Grubun ortasında duran uzun boylu, kirpi saçlı, diğerlerinden üç beş yaş büyük görünen işçi: “Pestilini çıkarmadan adama ekmek mi verir bunlar?” dedi. Yanındaki düz uzun saçlı, hafif kilolu ve kısa boylu işçi: “Siz geçen ay da gelmiştiniz. Dağıttığınız dergiyi okudum serviste. Bulmacayı da çözdüm. Kolaydı ama” dedi. Ben de; “bu gazete işçilerin emeği ve alın teriyle çıkıyor. Bizim sesimiz, soluğumuz haklarımızın kolektif savunucusu, isterseniz mektup yazabilirsiniz” dedim.

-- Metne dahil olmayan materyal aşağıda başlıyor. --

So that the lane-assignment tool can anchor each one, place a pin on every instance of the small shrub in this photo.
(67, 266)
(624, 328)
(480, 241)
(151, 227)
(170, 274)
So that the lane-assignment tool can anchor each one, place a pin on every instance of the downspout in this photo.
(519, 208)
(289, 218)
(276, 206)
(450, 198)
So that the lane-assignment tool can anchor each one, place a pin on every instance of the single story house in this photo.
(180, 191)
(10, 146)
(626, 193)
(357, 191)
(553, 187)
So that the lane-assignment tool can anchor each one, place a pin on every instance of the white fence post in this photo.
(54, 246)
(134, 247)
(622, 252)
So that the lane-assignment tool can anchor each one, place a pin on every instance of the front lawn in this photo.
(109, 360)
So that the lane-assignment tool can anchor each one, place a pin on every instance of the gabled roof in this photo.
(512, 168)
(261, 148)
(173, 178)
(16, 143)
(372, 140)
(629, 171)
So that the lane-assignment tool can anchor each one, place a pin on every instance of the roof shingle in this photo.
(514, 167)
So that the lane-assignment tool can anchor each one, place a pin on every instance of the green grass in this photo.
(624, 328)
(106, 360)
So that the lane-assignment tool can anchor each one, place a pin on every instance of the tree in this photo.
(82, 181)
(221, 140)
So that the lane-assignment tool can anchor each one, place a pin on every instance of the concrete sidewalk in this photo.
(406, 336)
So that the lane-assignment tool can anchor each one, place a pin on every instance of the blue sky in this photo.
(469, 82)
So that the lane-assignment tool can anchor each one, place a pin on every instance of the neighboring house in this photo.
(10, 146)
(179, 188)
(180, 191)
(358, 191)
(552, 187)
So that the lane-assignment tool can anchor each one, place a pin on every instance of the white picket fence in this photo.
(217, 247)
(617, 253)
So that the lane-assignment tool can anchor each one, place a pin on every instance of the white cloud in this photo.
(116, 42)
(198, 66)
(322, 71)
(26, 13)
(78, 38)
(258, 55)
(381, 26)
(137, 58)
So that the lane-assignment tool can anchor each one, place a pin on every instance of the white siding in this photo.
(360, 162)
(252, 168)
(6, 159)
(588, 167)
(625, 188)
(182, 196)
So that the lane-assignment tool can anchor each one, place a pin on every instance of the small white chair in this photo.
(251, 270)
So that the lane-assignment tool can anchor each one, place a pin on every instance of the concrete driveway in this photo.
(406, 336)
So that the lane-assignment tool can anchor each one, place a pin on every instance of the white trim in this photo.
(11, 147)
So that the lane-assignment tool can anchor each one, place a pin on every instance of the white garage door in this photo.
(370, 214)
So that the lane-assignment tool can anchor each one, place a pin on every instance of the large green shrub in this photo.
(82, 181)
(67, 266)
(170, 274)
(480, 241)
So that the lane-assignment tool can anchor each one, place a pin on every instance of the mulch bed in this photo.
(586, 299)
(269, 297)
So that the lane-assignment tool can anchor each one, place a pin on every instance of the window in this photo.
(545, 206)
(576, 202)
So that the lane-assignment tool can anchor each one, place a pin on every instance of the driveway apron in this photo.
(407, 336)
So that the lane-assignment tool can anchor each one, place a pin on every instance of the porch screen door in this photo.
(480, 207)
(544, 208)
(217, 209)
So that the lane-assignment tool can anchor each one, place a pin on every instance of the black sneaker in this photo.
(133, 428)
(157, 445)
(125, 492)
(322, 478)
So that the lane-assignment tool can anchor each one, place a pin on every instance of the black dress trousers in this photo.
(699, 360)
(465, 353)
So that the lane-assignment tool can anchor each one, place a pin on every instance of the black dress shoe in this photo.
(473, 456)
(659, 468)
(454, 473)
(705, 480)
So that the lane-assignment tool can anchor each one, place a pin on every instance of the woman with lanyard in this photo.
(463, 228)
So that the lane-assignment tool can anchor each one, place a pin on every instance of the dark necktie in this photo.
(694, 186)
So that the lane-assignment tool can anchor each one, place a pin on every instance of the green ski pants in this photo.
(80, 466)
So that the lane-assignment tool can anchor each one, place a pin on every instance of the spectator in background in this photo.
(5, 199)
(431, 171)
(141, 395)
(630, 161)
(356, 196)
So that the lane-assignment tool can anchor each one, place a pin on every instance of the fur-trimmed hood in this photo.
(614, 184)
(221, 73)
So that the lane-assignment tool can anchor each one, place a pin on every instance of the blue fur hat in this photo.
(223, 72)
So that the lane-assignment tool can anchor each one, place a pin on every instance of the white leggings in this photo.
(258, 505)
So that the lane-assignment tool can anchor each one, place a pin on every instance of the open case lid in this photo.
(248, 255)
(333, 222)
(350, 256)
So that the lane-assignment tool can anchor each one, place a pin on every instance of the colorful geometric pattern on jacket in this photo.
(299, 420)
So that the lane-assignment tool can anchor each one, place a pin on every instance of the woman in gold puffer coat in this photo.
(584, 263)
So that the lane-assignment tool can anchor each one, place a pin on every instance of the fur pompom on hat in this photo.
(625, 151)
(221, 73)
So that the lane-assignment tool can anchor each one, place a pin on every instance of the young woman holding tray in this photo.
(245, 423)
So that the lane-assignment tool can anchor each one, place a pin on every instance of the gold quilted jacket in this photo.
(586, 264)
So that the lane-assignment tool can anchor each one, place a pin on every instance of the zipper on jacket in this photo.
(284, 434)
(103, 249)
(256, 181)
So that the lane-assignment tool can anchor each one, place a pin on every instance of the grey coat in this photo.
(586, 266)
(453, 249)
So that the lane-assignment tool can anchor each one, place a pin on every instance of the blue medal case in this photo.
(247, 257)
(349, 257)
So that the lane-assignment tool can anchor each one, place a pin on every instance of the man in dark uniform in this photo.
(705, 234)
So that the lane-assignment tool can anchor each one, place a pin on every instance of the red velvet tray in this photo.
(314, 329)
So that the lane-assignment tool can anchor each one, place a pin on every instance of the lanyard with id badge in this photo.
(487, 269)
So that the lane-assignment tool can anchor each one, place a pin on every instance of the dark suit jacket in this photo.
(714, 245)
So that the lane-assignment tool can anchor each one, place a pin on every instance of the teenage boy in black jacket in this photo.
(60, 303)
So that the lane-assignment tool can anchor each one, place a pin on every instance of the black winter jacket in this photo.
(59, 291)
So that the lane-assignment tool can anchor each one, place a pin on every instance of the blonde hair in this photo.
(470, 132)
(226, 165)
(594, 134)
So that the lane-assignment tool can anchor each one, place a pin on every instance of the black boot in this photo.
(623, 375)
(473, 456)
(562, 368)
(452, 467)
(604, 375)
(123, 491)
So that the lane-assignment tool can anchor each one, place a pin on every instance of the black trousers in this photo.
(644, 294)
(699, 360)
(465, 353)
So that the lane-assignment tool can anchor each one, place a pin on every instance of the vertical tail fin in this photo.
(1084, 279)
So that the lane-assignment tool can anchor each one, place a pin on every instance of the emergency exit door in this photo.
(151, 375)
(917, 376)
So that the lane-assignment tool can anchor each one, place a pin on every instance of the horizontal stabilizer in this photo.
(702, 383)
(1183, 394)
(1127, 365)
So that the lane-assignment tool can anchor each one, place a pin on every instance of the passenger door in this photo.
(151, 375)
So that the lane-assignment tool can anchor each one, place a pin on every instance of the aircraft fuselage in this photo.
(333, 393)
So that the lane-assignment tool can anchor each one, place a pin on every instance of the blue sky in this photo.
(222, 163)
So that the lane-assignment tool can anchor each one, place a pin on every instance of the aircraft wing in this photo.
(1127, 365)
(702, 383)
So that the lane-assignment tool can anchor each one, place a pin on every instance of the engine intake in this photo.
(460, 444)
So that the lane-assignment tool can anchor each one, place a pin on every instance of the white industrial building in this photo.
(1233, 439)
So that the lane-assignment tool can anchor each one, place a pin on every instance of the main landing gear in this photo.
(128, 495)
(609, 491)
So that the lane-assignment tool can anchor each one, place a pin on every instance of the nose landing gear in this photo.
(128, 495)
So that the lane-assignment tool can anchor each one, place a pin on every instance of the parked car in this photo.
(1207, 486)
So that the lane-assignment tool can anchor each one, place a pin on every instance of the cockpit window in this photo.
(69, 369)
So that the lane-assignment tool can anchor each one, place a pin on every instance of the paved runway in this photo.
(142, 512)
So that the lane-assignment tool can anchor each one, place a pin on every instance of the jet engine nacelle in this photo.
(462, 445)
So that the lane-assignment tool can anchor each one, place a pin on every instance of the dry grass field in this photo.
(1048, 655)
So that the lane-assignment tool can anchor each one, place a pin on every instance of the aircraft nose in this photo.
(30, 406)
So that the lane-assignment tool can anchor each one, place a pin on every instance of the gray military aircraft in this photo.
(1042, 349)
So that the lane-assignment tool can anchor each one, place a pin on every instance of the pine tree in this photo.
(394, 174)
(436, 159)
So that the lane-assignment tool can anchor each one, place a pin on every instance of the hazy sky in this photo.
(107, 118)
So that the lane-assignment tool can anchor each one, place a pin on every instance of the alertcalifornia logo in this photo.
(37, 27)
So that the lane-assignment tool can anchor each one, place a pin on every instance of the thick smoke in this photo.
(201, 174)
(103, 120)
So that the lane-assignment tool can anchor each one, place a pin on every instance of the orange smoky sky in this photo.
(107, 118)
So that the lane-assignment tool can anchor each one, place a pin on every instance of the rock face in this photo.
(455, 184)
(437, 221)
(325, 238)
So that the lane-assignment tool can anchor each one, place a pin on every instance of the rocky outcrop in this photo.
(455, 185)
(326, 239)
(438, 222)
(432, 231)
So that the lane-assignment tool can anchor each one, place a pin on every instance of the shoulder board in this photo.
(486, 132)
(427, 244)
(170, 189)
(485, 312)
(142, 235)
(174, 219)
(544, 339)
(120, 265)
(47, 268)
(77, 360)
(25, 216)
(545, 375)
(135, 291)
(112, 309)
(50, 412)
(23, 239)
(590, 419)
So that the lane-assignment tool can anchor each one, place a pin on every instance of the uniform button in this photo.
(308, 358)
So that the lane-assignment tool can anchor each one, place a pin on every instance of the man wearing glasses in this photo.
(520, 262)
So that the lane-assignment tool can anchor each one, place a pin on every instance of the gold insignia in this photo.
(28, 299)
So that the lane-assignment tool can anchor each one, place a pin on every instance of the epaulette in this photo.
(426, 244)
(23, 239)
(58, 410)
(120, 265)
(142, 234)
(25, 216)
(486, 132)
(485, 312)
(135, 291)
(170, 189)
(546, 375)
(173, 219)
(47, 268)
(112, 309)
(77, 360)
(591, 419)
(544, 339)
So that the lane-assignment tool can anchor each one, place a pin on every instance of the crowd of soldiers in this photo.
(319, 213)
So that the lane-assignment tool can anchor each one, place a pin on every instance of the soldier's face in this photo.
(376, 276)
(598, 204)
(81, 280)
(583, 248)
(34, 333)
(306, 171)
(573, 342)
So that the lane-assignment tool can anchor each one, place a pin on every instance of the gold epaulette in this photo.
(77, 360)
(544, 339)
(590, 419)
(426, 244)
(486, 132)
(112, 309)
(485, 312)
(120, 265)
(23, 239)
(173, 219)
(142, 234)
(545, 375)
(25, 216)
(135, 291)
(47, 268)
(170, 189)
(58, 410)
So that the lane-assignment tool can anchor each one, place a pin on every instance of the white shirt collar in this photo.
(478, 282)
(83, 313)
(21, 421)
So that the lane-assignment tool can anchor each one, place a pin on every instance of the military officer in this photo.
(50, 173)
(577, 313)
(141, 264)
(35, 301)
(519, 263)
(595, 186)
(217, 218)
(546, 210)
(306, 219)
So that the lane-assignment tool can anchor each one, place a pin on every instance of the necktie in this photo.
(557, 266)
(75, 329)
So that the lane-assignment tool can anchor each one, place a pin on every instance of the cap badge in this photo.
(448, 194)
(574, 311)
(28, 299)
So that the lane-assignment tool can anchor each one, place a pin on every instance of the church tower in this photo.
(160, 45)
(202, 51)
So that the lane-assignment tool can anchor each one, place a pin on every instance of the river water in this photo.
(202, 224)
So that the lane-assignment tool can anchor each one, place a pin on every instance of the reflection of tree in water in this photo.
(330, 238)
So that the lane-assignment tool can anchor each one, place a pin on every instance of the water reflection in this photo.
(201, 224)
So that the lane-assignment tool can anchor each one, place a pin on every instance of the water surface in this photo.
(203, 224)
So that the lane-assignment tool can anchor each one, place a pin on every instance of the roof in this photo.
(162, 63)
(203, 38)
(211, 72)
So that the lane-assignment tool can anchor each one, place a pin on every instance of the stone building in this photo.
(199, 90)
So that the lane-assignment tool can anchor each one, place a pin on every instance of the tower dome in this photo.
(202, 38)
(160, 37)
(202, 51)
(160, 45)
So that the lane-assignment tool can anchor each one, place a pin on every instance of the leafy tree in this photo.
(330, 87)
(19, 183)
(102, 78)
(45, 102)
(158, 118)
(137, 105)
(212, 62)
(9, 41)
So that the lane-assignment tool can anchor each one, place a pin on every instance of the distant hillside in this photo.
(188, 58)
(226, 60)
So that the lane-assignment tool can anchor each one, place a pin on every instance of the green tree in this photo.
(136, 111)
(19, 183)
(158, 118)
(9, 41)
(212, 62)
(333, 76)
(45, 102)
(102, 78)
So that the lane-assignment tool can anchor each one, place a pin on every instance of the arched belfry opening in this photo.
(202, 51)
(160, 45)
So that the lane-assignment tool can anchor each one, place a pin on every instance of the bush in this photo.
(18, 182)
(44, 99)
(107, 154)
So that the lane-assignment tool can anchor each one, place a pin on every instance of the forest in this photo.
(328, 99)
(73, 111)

Yanımızdan geçen işçi gruplarıyla bir yandan selamlaşıp konuşuyor, bir yandan da bültenlerimizi dağıtmaya devam ediyoruz. Sekiz-on metre ilerimden bir işçi; “Bu gazetenin kıdem tazminatlarıyla ilgili yazdıkları doğru mu? Kıdem tazminatlarının fona devredilmesi bizim zararımıza mı?” dedi yüksek sesle. Tam cevap verecektim ki iki üç metre ilerimden başka bir işçi: “Evet kardeş, kıdem tazminatlarının fona devredilmesi bizim zararımıza. İŞÇİ DAYANIŞMASI YAZMIŞSA DOĞRUDUR” dedi. Ben her ay arkadaşlardan alıp okuyorum, ne yazıyorlarsa hep doğru çıkıyor.”
Nasıl gururlanmış nasıl mutlu olmuştum. Bu gün de tüm canlılığıyla hatırlarım. Gururumuza, umudumuza, mücadele aracımıza sahip çıkıp onu büyütelim.